Show Me Jesus
Richard Wurmbrand is a Jewish believer. He is a friend of my wife; they speak to each other in Romanian. He tells about a Romanian peasant who had been saved and imprisoned and tortured by the Communists for his faith.
There was also a scientist from the Academy of Science in Bucharest, who was not a Communist. He did not believe in God, he was just a scientist who was not a Communist, so they put him in prison and they tortured him. There was a small room with maybe forty people living in it, teetering on the brink of starvation, everyone of them having been beaten repeatedly. The Romanian peasant, who was not an educated man, was going around witnessing to the other people who were dying with him. Wurmbrand was there. The scientist, who had been a prominent intellectual, began mocking the peasant. He said to him, "How can you be happy? How can you say you have joy when this is happening to you? You don't even know if they have killed your family." Every day they carried out two or three dead bodies, and each of them wondered whether they would be next. "Why are you happy?" The peasant said, "I've told you many times, I am happy because of Jesus."

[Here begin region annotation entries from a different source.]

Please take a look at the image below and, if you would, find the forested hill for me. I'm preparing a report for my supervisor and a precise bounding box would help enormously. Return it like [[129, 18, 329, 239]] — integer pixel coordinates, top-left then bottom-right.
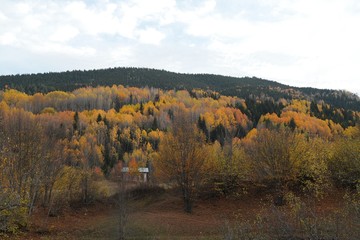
[[0, 68, 360, 111]]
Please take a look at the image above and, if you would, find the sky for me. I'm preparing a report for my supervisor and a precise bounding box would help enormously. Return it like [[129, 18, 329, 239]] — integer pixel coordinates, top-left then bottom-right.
[[0, 0, 360, 95]]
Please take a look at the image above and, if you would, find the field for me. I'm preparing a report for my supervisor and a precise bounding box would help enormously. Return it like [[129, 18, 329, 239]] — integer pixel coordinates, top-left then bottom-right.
[[12, 182, 343, 240]]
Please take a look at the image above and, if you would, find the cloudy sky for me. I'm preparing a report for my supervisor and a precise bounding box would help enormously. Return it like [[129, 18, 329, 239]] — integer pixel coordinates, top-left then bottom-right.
[[0, 0, 360, 93]]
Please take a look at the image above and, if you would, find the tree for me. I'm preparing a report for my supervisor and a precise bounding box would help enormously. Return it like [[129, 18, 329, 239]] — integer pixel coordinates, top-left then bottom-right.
[[155, 112, 206, 213], [246, 128, 298, 205]]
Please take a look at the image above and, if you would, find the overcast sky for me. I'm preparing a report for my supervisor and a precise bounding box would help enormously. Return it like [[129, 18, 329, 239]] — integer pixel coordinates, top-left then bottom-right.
[[0, 0, 360, 93]]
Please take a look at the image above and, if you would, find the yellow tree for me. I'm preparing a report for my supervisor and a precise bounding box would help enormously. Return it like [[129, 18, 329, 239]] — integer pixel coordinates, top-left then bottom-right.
[[154, 112, 206, 213], [246, 128, 299, 205]]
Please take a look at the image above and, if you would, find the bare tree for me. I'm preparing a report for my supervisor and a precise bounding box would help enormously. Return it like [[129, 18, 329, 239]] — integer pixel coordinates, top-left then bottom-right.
[[155, 112, 206, 213]]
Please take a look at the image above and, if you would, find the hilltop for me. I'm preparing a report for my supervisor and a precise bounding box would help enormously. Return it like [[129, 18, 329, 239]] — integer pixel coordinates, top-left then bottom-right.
[[0, 67, 360, 111]]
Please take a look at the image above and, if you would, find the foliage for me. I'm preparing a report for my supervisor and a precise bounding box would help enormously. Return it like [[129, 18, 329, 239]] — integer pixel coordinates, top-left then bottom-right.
[[154, 112, 207, 213]]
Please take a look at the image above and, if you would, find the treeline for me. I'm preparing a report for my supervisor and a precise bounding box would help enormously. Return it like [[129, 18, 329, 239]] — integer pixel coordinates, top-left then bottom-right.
[[0, 85, 360, 232], [0, 68, 360, 111]]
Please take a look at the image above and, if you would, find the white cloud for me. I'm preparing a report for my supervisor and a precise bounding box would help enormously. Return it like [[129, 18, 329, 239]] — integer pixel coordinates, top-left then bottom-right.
[[138, 28, 165, 45], [49, 26, 79, 42], [0, 33, 16, 45]]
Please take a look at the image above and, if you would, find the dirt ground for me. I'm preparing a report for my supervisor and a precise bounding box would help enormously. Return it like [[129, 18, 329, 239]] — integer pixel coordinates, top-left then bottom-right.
[[11, 186, 346, 240]]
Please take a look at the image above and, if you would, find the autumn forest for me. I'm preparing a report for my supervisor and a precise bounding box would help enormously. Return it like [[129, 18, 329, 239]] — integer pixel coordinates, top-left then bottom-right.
[[0, 68, 360, 239]]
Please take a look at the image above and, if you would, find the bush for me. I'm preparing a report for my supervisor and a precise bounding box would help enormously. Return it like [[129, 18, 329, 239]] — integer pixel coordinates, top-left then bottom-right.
[[0, 191, 28, 236]]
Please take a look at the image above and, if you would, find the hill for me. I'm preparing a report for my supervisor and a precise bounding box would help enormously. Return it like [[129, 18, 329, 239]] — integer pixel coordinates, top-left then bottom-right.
[[0, 68, 360, 111]]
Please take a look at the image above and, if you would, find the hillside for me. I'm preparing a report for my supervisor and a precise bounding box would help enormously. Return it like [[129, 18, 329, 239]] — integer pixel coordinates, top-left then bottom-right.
[[0, 68, 360, 111]]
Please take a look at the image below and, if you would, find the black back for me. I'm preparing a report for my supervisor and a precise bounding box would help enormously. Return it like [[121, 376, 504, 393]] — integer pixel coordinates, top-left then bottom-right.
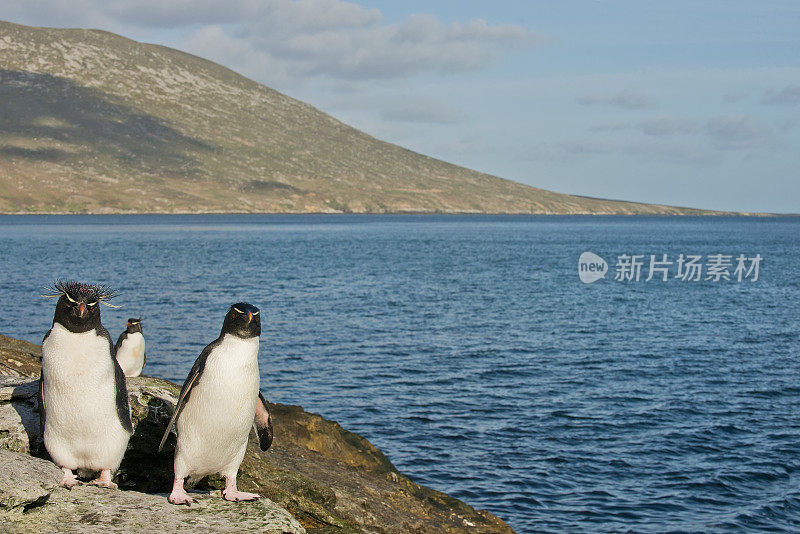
[[158, 302, 262, 452]]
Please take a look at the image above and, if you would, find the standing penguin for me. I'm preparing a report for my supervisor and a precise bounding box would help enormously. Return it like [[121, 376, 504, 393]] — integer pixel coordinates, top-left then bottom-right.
[[158, 302, 272, 504], [114, 318, 147, 377], [39, 281, 133, 488]]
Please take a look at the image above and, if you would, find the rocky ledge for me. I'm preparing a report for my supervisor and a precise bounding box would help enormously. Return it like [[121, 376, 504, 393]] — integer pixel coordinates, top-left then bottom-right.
[[0, 336, 513, 533]]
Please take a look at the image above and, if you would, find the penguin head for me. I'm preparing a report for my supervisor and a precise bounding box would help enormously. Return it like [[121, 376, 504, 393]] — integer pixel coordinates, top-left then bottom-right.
[[45, 280, 114, 333], [125, 317, 142, 334], [222, 302, 261, 339]]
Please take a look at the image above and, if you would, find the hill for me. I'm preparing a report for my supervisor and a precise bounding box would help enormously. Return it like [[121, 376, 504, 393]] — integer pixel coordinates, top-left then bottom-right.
[[0, 22, 710, 214]]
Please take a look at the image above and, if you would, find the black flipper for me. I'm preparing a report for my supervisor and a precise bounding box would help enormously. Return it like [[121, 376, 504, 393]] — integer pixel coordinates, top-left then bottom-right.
[[253, 391, 274, 451], [95, 325, 133, 434], [39, 328, 53, 440], [158, 337, 222, 452], [114, 330, 128, 354], [39, 373, 47, 440]]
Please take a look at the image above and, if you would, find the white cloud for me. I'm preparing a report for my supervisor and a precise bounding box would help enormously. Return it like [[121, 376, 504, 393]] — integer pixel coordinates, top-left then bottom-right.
[[639, 117, 701, 137], [705, 115, 772, 150], [577, 89, 658, 109], [762, 85, 800, 106], [0, 0, 539, 83]]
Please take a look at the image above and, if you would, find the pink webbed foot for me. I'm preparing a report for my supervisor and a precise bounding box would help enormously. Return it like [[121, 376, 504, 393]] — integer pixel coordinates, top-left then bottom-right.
[[222, 477, 261, 502], [89, 469, 117, 489], [58, 467, 81, 489], [169, 478, 194, 506]]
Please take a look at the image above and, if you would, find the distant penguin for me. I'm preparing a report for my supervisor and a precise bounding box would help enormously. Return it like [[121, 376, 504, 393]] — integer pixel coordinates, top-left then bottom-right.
[[39, 281, 133, 488], [114, 318, 147, 377], [158, 302, 272, 504]]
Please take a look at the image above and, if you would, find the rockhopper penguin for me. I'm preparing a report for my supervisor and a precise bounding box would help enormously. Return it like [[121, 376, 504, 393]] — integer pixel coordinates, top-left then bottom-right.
[[158, 302, 272, 504], [114, 318, 147, 377], [39, 281, 133, 488]]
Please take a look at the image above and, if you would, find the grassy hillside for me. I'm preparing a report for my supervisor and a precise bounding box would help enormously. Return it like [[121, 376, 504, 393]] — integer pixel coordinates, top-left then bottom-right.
[[0, 22, 720, 214]]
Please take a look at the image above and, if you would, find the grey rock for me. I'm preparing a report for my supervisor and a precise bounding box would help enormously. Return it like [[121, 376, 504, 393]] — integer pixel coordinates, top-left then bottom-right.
[[0, 484, 305, 534], [0, 449, 61, 517]]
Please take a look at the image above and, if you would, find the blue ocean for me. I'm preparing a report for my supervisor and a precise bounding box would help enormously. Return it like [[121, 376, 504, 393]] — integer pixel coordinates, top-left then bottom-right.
[[0, 215, 800, 532]]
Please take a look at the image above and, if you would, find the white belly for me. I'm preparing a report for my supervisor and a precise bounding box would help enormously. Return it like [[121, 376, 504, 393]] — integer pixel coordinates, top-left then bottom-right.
[[117, 332, 144, 376], [175, 335, 259, 477], [42, 323, 130, 470]]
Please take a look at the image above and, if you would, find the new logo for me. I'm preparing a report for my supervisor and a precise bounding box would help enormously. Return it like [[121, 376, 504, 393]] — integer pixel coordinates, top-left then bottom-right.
[[578, 252, 608, 284]]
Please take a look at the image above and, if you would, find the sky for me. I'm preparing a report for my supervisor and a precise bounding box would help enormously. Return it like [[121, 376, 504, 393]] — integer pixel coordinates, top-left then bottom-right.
[[0, 0, 800, 213]]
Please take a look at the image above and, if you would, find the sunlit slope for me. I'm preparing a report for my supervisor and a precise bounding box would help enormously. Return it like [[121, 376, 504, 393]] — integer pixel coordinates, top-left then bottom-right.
[[0, 22, 720, 214]]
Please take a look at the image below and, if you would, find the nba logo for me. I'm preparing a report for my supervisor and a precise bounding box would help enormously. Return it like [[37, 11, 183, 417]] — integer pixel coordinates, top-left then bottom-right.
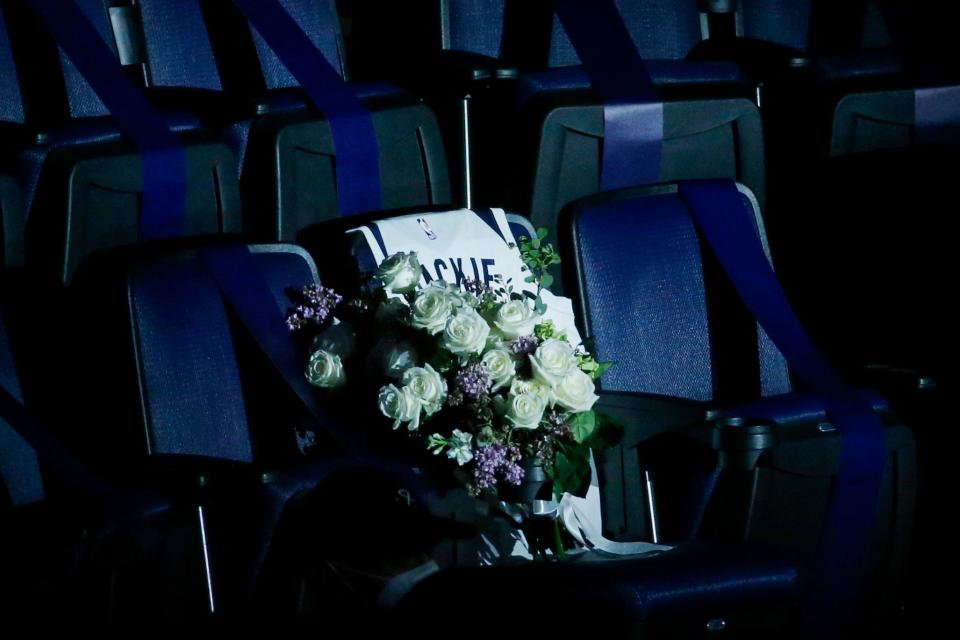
[[417, 218, 437, 240]]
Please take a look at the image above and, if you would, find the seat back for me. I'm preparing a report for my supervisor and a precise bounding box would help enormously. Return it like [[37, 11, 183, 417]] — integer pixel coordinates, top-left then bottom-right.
[[528, 98, 766, 251], [549, 0, 700, 67], [137, 0, 222, 91], [563, 185, 790, 402], [253, 0, 347, 89], [740, 0, 811, 51], [60, 0, 119, 118], [0, 309, 45, 510], [0, 1, 24, 124], [128, 245, 317, 462]]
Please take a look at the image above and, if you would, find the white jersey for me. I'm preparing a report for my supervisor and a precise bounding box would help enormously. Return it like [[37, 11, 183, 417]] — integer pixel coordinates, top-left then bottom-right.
[[350, 209, 581, 345], [350, 209, 666, 569]]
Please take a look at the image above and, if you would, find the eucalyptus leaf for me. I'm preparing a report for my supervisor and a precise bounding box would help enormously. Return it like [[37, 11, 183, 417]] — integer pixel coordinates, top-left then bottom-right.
[[570, 411, 597, 443]]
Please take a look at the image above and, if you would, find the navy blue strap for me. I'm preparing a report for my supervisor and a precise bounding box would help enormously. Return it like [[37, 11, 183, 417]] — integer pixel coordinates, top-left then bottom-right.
[[0, 386, 109, 496], [553, 0, 663, 191], [233, 0, 382, 215], [680, 180, 886, 631], [200, 245, 359, 451], [28, 0, 187, 240]]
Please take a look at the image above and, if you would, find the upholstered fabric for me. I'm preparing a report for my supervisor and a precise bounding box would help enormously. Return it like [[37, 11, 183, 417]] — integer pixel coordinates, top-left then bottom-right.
[[137, 0, 221, 91]]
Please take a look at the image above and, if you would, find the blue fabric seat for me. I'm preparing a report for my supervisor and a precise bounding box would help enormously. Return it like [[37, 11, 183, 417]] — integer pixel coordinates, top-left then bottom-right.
[[73, 245, 432, 618], [131, 0, 450, 242], [562, 185, 916, 620], [521, 0, 746, 97], [478, 0, 766, 244], [0, 0, 240, 283], [0, 296, 195, 626], [330, 206, 800, 637]]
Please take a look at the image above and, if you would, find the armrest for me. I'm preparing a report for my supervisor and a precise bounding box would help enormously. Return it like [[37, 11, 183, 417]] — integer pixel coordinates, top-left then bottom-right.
[[861, 364, 937, 394]]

Remember Jeremiah? Jeremiah had a delight. He could not sit in the circle of merrymakers, but he still had joy. The scientist said, "Jesus! You are happy because of Jesus! Do you see Jesus?" "Oh, yes, I see him every day," replied the peasant.
"Do you talk to Jesus?"
"Oh, yes, I talk to Jesus every day."
"Does Jesus talk back to you?"
"Oh, yes, He talks to me every day."
"What does Jesus do? Does He ever smile at you?"
"Oh yes, Jesus smiles at me."
"Show me how He looks when He smiles."
And the peasant said, "Like this." And the Shekinah glory came over the face of this peasant. The scientist fell down on the floor and began pounding his fists on the floor and said, "You have seen Jesus Christ." And he became a believer.